Fig 1. Boxplots illustrating distributions of MeY, 16s amplicon abundance, Shannon diversity and Chao1 richness compared to diet across the herd of 32 cows.

Fig 2. Stacked barplot of the abundance in counts per million (cpm) of the 25 most abundant bacterial plus archaeal families from 32 rumen samples.

Also shown is the mean +/- sd CH4 yield (MeY) as gm CH4 per kg DMI for each group of cows and the diet of the group. # indicates cows treated with antibiotics before the feeding trial (Mastalone/wt9543, Yodimaspen/wt9534, CepravinLC/cn2319).

Fig 3. PCA.

Principal Components Analysis of rumen sequences using: A: abundance of families derived from unclustered DNA sequences aligned to the Silva 16s taxonomy database, B: abundance of OTU created using the Swarm2 clustering algorithm. For this analysis the cows were assigned to methane yield groups (g CH4/kg dry matter intake, MeY) as follows: low (MeY < 15), medium (15 < MeY < 25) or high (MeY > 25). Also see S1B Fig.

Fig 4. Differential abundance of OTU: Non-wheat vs wheat + MeY.

Volcano scatter plot of the result of the Spearman Rank Correlation vs the edgeR differential abundance analysis contrasting wheat diet rumen OTU vs non-wheat. Y axis = methane yield (MeY) correlation, X axis = log2 fold change (logFC). Shown are the bacterial OTU where the P-value for the MeY correlation was less than 0.001 and mean abundance at least 128cpm. All archaeal OTU are shown. Grey discs represent OTU where the abundance change between diets was not significant (false discovery rate > 0.02). For ease of visualisation genus labels are shown only for OTU near the extremities of the plot or to highlight certain taxa such as the archaea.

Fig 5. Correlation of OTU vs MeY, pH and ruminal acids.

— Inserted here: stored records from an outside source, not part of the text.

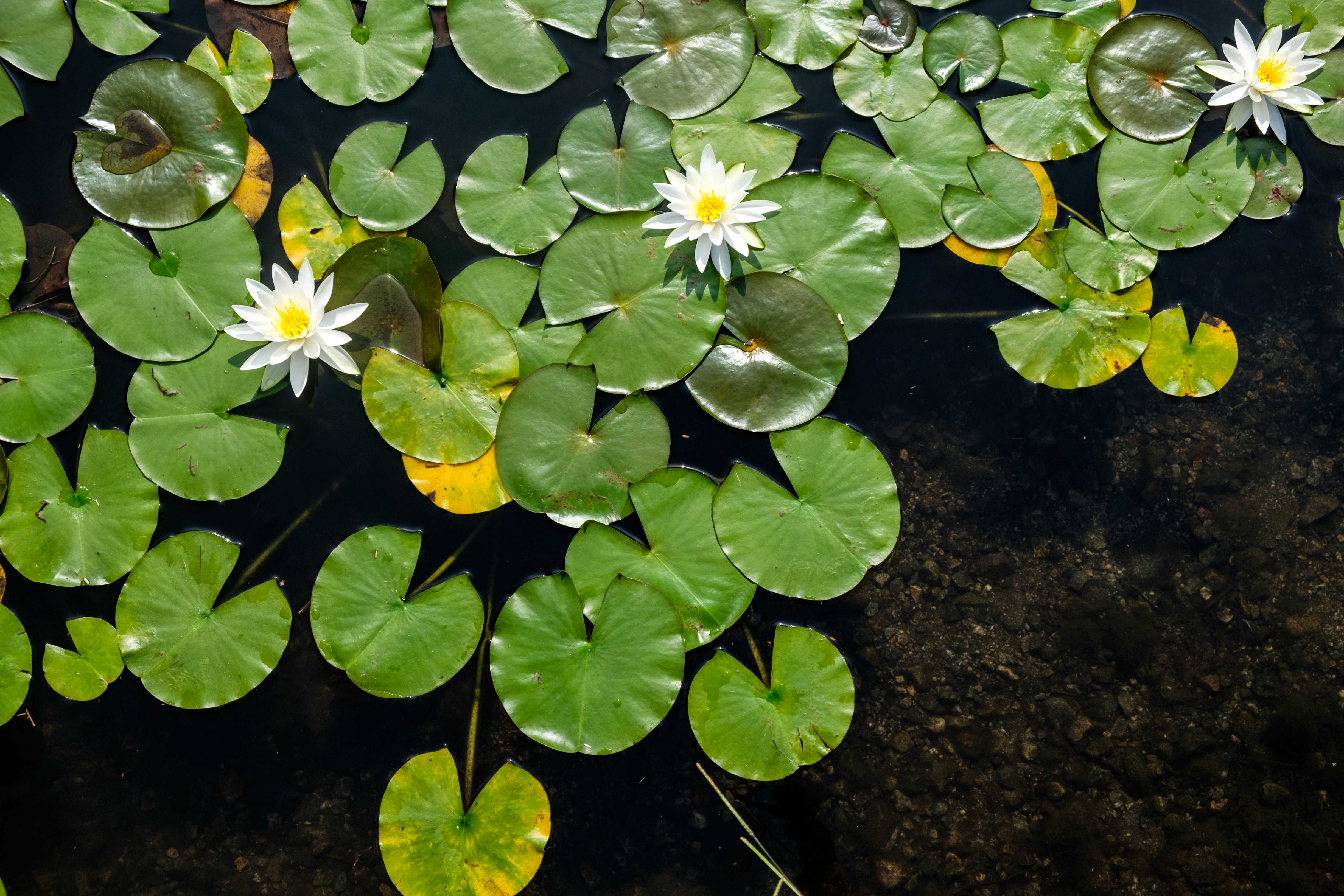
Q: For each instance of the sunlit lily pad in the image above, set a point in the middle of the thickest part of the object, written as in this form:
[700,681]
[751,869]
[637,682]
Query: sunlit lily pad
[554,460]
[92,534]
[576,692]
[767,733]
[389,644]
[189,652]
[431,845]
[1183,365]
[819,545]
[683,558]
[702,52]
[185,436]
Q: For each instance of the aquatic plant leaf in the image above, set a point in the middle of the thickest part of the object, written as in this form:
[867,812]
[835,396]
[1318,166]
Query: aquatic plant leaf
[768,733]
[1055,119]
[835,238]
[608,174]
[554,460]
[1183,365]
[1167,202]
[502,210]
[968,42]
[505,45]
[575,692]
[431,845]
[447,417]
[186,437]
[807,33]
[729,127]
[929,152]
[663,311]
[702,52]
[166,312]
[209,145]
[683,558]
[69,536]
[187,651]
[85,672]
[816,546]
[783,363]
[389,644]
[49,367]
[896,86]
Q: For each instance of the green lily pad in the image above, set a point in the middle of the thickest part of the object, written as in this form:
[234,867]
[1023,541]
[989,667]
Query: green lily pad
[811,34]
[968,42]
[1004,208]
[49,367]
[166,307]
[505,45]
[1181,365]
[835,238]
[345,61]
[929,152]
[185,436]
[554,460]
[248,73]
[195,144]
[85,672]
[765,150]
[189,652]
[1167,202]
[86,535]
[819,545]
[894,86]
[1055,119]
[683,558]
[768,733]
[783,363]
[447,417]
[1144,79]
[502,210]
[663,312]
[369,183]
[431,845]
[575,692]
[392,645]
[702,52]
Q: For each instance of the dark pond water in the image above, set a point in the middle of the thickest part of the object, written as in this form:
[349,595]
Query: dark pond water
[279,792]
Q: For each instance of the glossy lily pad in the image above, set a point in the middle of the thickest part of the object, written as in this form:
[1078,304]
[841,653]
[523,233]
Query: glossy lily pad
[177,123]
[189,652]
[499,209]
[818,542]
[392,645]
[768,733]
[576,692]
[683,558]
[554,460]
[186,437]
[69,536]
[701,52]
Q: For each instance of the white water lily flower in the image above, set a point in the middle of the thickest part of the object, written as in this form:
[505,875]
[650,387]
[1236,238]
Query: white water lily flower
[1262,80]
[706,206]
[293,319]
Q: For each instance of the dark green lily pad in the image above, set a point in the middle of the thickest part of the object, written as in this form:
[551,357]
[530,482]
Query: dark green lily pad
[86,535]
[392,645]
[683,558]
[819,545]
[189,652]
[575,692]
[768,733]
[553,460]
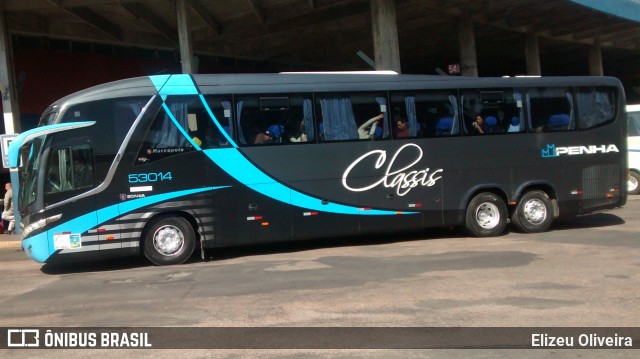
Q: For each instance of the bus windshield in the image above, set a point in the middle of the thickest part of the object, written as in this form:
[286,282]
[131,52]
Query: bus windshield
[29,171]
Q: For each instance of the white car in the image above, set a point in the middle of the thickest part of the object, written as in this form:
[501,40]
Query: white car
[633,116]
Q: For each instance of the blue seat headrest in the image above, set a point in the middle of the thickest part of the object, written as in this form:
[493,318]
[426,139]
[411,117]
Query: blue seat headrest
[491,121]
[558,120]
[378,133]
[444,123]
[275,130]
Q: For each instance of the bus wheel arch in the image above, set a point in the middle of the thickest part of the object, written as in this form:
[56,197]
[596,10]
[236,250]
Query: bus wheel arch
[535,210]
[169,238]
[486,214]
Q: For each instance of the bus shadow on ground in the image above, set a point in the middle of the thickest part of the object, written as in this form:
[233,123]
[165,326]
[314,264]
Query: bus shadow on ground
[97,265]
[596,220]
[218,254]
[225,253]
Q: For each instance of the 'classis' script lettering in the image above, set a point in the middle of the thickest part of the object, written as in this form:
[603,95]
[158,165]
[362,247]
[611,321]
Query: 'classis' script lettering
[404,179]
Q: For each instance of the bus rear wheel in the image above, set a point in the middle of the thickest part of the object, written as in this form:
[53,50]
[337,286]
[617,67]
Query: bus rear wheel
[534,213]
[169,240]
[486,215]
[634,180]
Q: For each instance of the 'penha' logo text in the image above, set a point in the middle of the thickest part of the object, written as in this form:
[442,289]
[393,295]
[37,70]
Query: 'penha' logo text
[553,151]
[403,179]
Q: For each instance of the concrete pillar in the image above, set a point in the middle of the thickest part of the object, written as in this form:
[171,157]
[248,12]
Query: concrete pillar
[385,35]
[595,60]
[184,37]
[532,55]
[467,44]
[10,109]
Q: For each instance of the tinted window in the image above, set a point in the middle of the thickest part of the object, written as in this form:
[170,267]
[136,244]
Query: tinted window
[274,119]
[492,111]
[352,116]
[430,114]
[113,117]
[551,109]
[596,106]
[634,123]
[183,124]
[69,169]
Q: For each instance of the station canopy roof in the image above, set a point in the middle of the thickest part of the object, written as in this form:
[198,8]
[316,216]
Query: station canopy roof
[327,34]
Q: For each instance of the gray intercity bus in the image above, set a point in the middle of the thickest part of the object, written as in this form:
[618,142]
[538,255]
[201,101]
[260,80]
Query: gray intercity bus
[160,165]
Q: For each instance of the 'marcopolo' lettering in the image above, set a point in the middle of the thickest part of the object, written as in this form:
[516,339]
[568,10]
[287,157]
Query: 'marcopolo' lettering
[401,178]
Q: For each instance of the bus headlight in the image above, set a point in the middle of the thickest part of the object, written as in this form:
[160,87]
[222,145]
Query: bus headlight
[39,224]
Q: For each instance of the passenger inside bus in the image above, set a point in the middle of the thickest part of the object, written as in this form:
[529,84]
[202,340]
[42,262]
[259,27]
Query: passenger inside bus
[402,128]
[368,129]
[479,126]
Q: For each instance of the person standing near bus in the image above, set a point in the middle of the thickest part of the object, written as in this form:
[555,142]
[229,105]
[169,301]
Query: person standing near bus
[7,213]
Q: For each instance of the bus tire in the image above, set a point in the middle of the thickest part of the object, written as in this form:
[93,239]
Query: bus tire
[633,184]
[169,240]
[486,215]
[534,213]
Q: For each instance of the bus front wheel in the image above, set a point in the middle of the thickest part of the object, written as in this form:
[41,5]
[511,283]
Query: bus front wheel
[534,213]
[486,215]
[169,240]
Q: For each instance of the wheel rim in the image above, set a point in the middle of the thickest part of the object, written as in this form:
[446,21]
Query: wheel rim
[632,183]
[487,215]
[535,211]
[168,240]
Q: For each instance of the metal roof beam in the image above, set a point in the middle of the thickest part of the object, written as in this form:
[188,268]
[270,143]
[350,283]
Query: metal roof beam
[140,11]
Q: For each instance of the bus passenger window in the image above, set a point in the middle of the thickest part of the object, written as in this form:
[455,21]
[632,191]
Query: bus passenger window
[492,111]
[69,169]
[596,106]
[551,109]
[274,119]
[426,114]
[353,116]
[200,120]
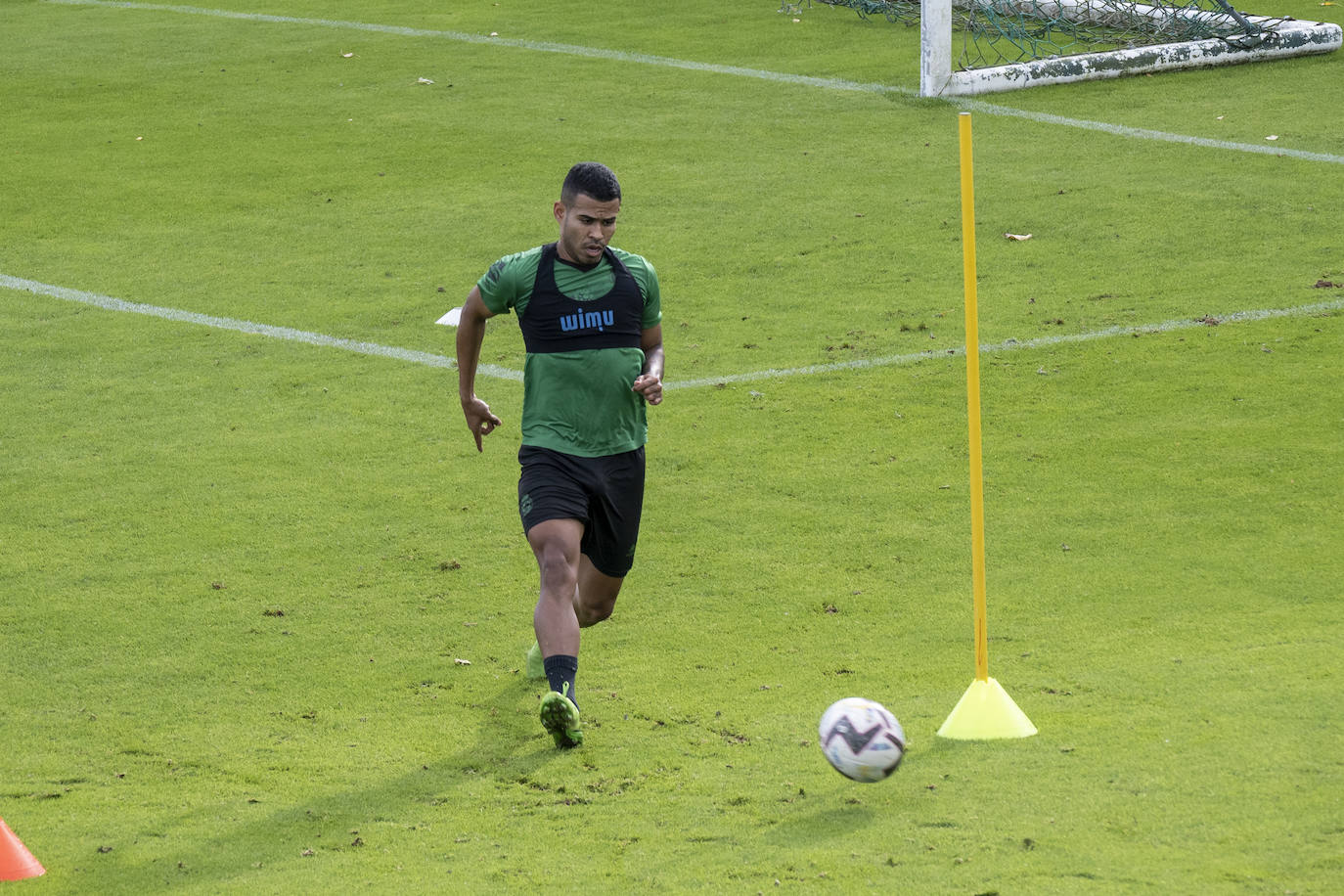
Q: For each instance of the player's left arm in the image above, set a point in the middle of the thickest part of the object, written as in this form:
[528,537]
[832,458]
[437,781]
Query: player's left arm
[650,383]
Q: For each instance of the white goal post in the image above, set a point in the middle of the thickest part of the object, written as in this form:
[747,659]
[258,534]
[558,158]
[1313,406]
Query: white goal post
[1257,38]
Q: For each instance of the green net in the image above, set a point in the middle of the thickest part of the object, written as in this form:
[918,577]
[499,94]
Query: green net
[994,32]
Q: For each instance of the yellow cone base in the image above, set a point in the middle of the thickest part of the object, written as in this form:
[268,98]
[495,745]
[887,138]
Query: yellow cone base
[987,712]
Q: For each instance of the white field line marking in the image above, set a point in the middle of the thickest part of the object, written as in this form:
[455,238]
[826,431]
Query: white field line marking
[777,76]
[507,374]
[247,327]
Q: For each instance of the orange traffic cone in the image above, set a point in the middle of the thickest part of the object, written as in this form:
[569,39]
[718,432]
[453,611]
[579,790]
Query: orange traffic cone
[17,863]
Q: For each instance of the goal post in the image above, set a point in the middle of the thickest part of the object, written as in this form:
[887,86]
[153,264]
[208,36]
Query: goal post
[973,47]
[1242,38]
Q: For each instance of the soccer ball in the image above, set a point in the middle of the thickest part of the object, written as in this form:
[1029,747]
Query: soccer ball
[862,739]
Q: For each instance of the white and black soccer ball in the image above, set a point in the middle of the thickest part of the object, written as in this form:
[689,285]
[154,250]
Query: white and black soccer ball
[862,739]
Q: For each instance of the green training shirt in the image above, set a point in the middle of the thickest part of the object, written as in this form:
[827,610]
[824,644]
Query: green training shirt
[578,402]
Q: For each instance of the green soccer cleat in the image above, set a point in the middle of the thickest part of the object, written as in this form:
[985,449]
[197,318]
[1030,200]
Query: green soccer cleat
[560,719]
[535,668]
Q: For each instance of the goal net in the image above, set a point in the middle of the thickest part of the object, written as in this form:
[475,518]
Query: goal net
[984,46]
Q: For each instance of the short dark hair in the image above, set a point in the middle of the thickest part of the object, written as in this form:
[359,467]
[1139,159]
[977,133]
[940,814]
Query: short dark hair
[590,179]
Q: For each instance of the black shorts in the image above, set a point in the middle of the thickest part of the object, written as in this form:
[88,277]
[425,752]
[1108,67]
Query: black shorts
[604,493]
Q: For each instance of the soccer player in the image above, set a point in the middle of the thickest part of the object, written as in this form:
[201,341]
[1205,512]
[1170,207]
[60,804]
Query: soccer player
[592,324]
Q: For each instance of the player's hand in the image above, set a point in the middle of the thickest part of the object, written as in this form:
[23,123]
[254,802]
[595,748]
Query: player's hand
[650,387]
[478,420]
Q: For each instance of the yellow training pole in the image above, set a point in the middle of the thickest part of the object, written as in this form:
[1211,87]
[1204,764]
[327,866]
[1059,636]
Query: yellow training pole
[985,711]
[977,486]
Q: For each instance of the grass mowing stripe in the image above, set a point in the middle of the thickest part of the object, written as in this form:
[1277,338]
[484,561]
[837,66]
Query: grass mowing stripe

Correlogram illustrating the Spearman Rank Correlation analysis of the abundance of 83 OTU versus each other and MeY (CH4 yield), ruminal pH, D-lactate, L-lactate, acetic acid, propionic acid, iso-butyric acid, butyric acid, iso-valeric acid, valeric acid, hexanoic acid and heptanoic acid. The 83 OTU are those with an abundance of at least 1000cpm in at least 5 cows, a significant correlation with MeY (P<0.01) and a logFC (log2 fold change) magnitude of at least 2.5 when comparing a wheat to a non-wheat diet. Also included are the 2 most abundant methanogenic archaea. Correlation coefficients are rendered as coloured circles (Red negative or Blue positive) if P<0.001. Colour intensity reflects degree of correlation.